Although billed by the band themselves as their pop album, there’s nothing straightforward about the record. ‘Let’s Roll Just Like We Used To’, an ode to the friendship of core pair Serge Pizzorno and Tom Meighan, catches you off guard from the very start – a swirling, psychedelic intro leading into a trumpet led beat tune, completely unexpected and also very, very good. ‘Days Are Forgotten’ is similarly impressive, a tight and crisp funky tune that clearly bears the hallmarks of producer Dan The Automater.

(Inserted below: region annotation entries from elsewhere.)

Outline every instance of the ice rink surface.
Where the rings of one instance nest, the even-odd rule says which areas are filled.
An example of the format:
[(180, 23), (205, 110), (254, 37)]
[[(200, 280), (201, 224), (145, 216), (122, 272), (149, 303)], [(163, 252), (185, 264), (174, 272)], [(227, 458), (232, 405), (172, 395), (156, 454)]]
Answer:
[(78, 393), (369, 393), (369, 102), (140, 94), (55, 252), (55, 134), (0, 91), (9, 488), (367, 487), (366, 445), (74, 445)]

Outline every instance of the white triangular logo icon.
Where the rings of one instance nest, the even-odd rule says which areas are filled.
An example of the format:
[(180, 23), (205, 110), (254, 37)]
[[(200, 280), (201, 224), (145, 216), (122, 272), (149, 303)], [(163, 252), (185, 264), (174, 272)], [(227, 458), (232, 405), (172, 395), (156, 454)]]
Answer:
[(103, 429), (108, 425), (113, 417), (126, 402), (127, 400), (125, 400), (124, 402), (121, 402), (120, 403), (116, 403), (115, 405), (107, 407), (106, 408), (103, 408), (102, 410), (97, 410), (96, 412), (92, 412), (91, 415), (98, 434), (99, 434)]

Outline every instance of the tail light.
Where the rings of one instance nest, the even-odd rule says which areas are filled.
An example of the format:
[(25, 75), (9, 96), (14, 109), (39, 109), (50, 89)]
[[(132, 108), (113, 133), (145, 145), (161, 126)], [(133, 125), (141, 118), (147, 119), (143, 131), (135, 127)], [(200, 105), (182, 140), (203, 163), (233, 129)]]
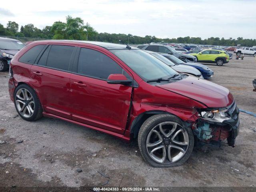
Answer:
[(9, 67), (9, 74), (10, 75), (10, 78), (12, 78), (12, 76), (13, 76), (13, 72), (12, 72), (12, 67), (11, 67), (10, 65)]

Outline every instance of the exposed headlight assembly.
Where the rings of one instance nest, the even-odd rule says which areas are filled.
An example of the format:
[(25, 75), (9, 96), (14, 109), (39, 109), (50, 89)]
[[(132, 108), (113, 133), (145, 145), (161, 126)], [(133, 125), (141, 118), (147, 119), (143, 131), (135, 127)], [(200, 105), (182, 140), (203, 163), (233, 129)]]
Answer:
[(3, 55), (5, 57), (7, 57), (10, 59), (14, 57), (14, 56), (12, 55), (11, 55), (10, 54), (8, 54), (7, 53), (3, 53)]
[(231, 118), (226, 113), (226, 108), (220, 108), (212, 110), (206, 110), (199, 112), (200, 116), (209, 121), (222, 123), (224, 121), (231, 119)]

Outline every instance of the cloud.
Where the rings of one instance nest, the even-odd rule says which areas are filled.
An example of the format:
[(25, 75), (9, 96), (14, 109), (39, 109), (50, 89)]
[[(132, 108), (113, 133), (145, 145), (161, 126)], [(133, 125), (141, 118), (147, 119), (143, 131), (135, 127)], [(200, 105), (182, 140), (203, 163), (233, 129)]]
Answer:
[(81, 17), (99, 32), (202, 38), (253, 39), (256, 34), (255, 0), (244, 3), (237, 0), (14, 1), (11, 10), (15, 16), (11, 18), (5, 14), (0, 17), (1, 22), (12, 20), (20, 26), (32, 23), (42, 29), (55, 21), (65, 22), (66, 16), (70, 15)]
[(8, 9), (0, 8), (0, 15), (4, 16), (14, 16), (14, 14)]

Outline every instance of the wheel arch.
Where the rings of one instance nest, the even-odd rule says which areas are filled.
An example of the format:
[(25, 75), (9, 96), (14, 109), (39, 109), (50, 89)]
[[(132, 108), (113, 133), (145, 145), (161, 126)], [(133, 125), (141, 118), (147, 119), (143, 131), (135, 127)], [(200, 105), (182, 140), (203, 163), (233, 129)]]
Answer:
[(161, 110), (147, 111), (137, 116), (132, 121), (130, 128), (130, 139), (132, 140), (137, 137), (140, 127), (145, 121), (152, 116), (159, 114), (168, 114), (176, 116), (180, 120), (183, 126), (191, 126), (191, 122), (183, 120), (180, 117), (174, 113)]

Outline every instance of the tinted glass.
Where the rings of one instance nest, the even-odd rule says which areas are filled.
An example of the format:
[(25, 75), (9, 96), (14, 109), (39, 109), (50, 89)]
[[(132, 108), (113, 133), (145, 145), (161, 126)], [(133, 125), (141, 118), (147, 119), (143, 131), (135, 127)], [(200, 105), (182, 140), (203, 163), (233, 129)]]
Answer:
[(173, 55), (164, 55), (164, 56), (174, 64), (184, 64), (185, 62)]
[(53, 45), (48, 55), (46, 66), (58, 69), (68, 70), (74, 47)]
[(210, 54), (218, 54), (220, 52), (218, 51), (211, 51)]
[(41, 65), (42, 66), (45, 66), (46, 64), (46, 59), (47, 59), (47, 56), (48, 56), (48, 54), (49, 53), (49, 50), (50, 46), (48, 46), (48, 47), (46, 48), (46, 49), (44, 52), (44, 53), (41, 56), (40, 59), (37, 63), (37, 64), (39, 65)]
[(85, 48), (81, 49), (78, 73), (103, 79), (108, 79), (111, 74), (123, 74), (122, 68), (109, 57)]
[(158, 78), (168, 78), (178, 74), (164, 63), (142, 50), (117, 50), (110, 51), (146, 81)]
[(202, 54), (210, 54), (210, 51), (208, 50), (202, 52)]
[(168, 52), (170, 52), (170, 51), (166, 48), (162, 46), (159, 46), (159, 50), (158, 51), (160, 53), (168, 53)]
[(162, 61), (166, 65), (168, 65), (169, 66), (174, 66), (174, 65), (175, 65), (175, 64), (173, 63), (170, 60), (166, 58), (164, 56), (161, 55), (160, 54), (158, 54), (158, 53), (152, 53), (150, 54), (153, 56), (154, 57), (156, 57), (156, 58), (158, 59), (160, 61)]
[(38, 45), (33, 47), (20, 58), (19, 61), (22, 63), (34, 64), (44, 46), (45, 45)]
[(20, 41), (0, 39), (0, 49), (20, 50), (24, 46)]
[(150, 45), (148, 46), (146, 49), (146, 50), (148, 51), (154, 51), (154, 52), (158, 52), (158, 46), (156, 46), (155, 45)]

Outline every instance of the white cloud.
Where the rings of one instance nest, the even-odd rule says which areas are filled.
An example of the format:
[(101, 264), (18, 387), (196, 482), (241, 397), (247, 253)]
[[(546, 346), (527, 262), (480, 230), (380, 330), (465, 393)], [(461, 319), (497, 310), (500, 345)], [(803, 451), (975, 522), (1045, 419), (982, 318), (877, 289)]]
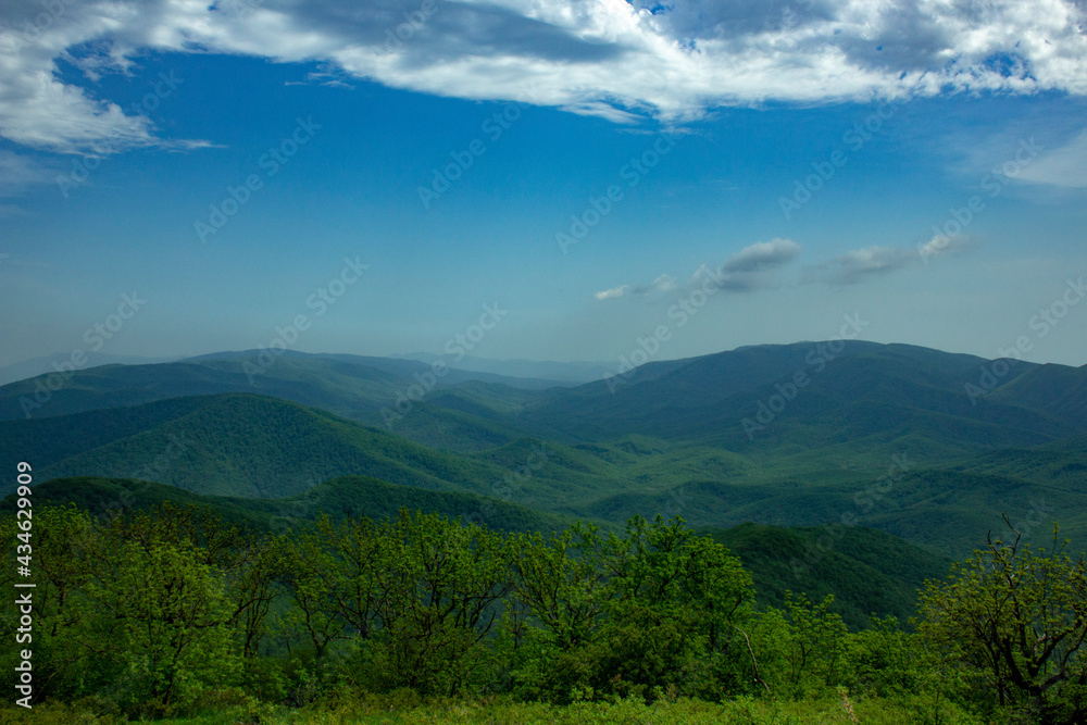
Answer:
[(1087, 95), (1079, 0), (652, 5), (435, 0), (424, 16), (418, 0), (5, 2), (0, 136), (62, 152), (103, 139), (159, 142), (138, 110), (57, 73), (62, 58), (91, 78), (125, 72), (143, 49), (317, 61), (336, 70), (332, 85), (353, 76), (465, 99), (525, 98), (532, 87), (536, 103), (623, 123), (683, 122), (714, 107), (770, 100), (966, 89)]
[(623, 295), (625, 295), (626, 290), (629, 288), (630, 288), (629, 285), (620, 285), (619, 287), (612, 287), (611, 289), (605, 289), (603, 291), (597, 292), (596, 295), (594, 295), (594, 297), (597, 298), (598, 300), (616, 300), (623, 297)]
[(722, 270), (729, 273), (762, 272), (792, 261), (800, 254), (800, 245), (791, 239), (757, 241), (728, 258)]
[(649, 284), (622, 285), (596, 293), (598, 300), (617, 299), (628, 293), (632, 297), (651, 297), (676, 289), (685, 291), (701, 287), (707, 275), (720, 289), (732, 292), (752, 292), (775, 285), (773, 272), (785, 266), (800, 254), (800, 245), (791, 239), (757, 241), (745, 247), (716, 268), (700, 264), (683, 285), (670, 274), (662, 274)]
[(913, 250), (874, 245), (851, 250), (837, 259), (820, 264), (808, 274), (808, 279), (832, 285), (853, 285), (869, 277), (896, 272), (919, 259), (921, 258), (917, 252)]

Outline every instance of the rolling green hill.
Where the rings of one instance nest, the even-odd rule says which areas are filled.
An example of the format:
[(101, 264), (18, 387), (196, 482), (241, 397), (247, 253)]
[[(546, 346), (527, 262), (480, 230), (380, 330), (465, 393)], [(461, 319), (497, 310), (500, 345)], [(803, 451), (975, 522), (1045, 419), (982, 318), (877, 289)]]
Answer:
[(1037, 540), (1053, 521), (1087, 540), (1087, 367), (1016, 363), (979, 396), (967, 386), (992, 363), (972, 355), (757, 346), (649, 363), (614, 390), (450, 374), (389, 430), (359, 422), (380, 418), (424, 363), (291, 353), (251, 384), (250, 355), (83, 371), (29, 420), (20, 400), (36, 382), (4, 386), (0, 463), (270, 500), (371, 476), (613, 523), (852, 514), (952, 557), (1001, 513), (1033, 522)]
[[(414, 376), (428, 379), (425, 374), (430, 366), (416, 361), (298, 352), (272, 360), (271, 365), (262, 365), (262, 359), (250, 351), (153, 365), (103, 365), (77, 371), (67, 378), (41, 375), (0, 386), (0, 421), (43, 420), (177, 397), (242, 392), (320, 408), (448, 450), (480, 450), (516, 437), (515, 432), (495, 422), (421, 401), (424, 389)], [(546, 380), (450, 370), (434, 378), (433, 390), (468, 382), (491, 386), (498, 391), (495, 395), (512, 398), (526, 393), (513, 386), (539, 389), (549, 385)], [(389, 422), (383, 410), (405, 414)]]
[[(36, 507), (75, 504), (96, 514), (123, 509), (147, 510), (167, 501), (176, 505), (210, 507), (224, 521), (264, 530), (303, 525), (322, 514), (333, 518), (366, 516), (379, 520), (393, 516), (401, 509), (439, 513), (508, 532), (552, 532), (570, 523), (562, 516), (500, 499), (398, 486), (366, 476), (334, 478), (297, 496), (276, 499), (200, 496), (147, 480), (90, 476), (53, 478), (35, 486), (33, 496)], [(14, 510), (13, 495), (0, 500), (0, 514)]]
[[(34, 500), (38, 508), (74, 504), (99, 515), (148, 510), (168, 501), (209, 507), (228, 523), (274, 532), (305, 526), (322, 514), (334, 520), (380, 520), (401, 509), (485, 523), (505, 532), (554, 532), (573, 521), (499, 499), (398, 486), (365, 476), (335, 478), (303, 493), (275, 499), (201, 496), (129, 478), (54, 478), (35, 486)], [(14, 510), (13, 495), (0, 500), (0, 515)], [(740, 558), (752, 574), (761, 602), (780, 607), (786, 590), (812, 599), (834, 593), (835, 610), (858, 629), (873, 613), (894, 614), (904, 622), (913, 613), (916, 589), (925, 578), (944, 577), (950, 564), (882, 532), (852, 527), (828, 545), (822, 530), (744, 524), (697, 533), (711, 536)]]
[(863, 526), (782, 528), (746, 523), (698, 533), (740, 558), (761, 602), (782, 608), (786, 591), (804, 592), (813, 601), (833, 593), (834, 610), (853, 629), (866, 626), (872, 614), (892, 614), (907, 622), (925, 580), (942, 579), (951, 565), (950, 559)]
[(150, 478), (197, 493), (276, 498), (341, 475), (483, 492), (503, 475), (324, 411), (253, 395), (3, 425), (0, 455), (32, 461), (38, 476)]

Odd as it may sound, part of Velociraptor!’s charm is that it doesn’t always work. The surprisingly insipid ballad ‘Goodbye Kiss’ leads into a meandering middle section that fails to connect, especially on the ponderous ‘Acid Turkish Bath (Shelter From The Storm)’. Yet these follies just throw into focus how could what follows is. ‘I Hear Voices’ takes their talent for a shout a long tune and applies it to a backing not unlike Vince Clarke era Depeche Mode, while ‘Man Of Simple Pleasures’ bowls along over a Gorillaz style hip-hop beat. They can’t keep it up, though, allowing the album to slide to a weak finish with the aimless ‘Neon Noon’. Not a perfect record then, far from it in fact, but Kasabian are far from a perfect band. What it does offer, however, is evidence that those who would dismiss them out of hand are doing them a disservice. Listen without prejudice and you might even surprise yourself.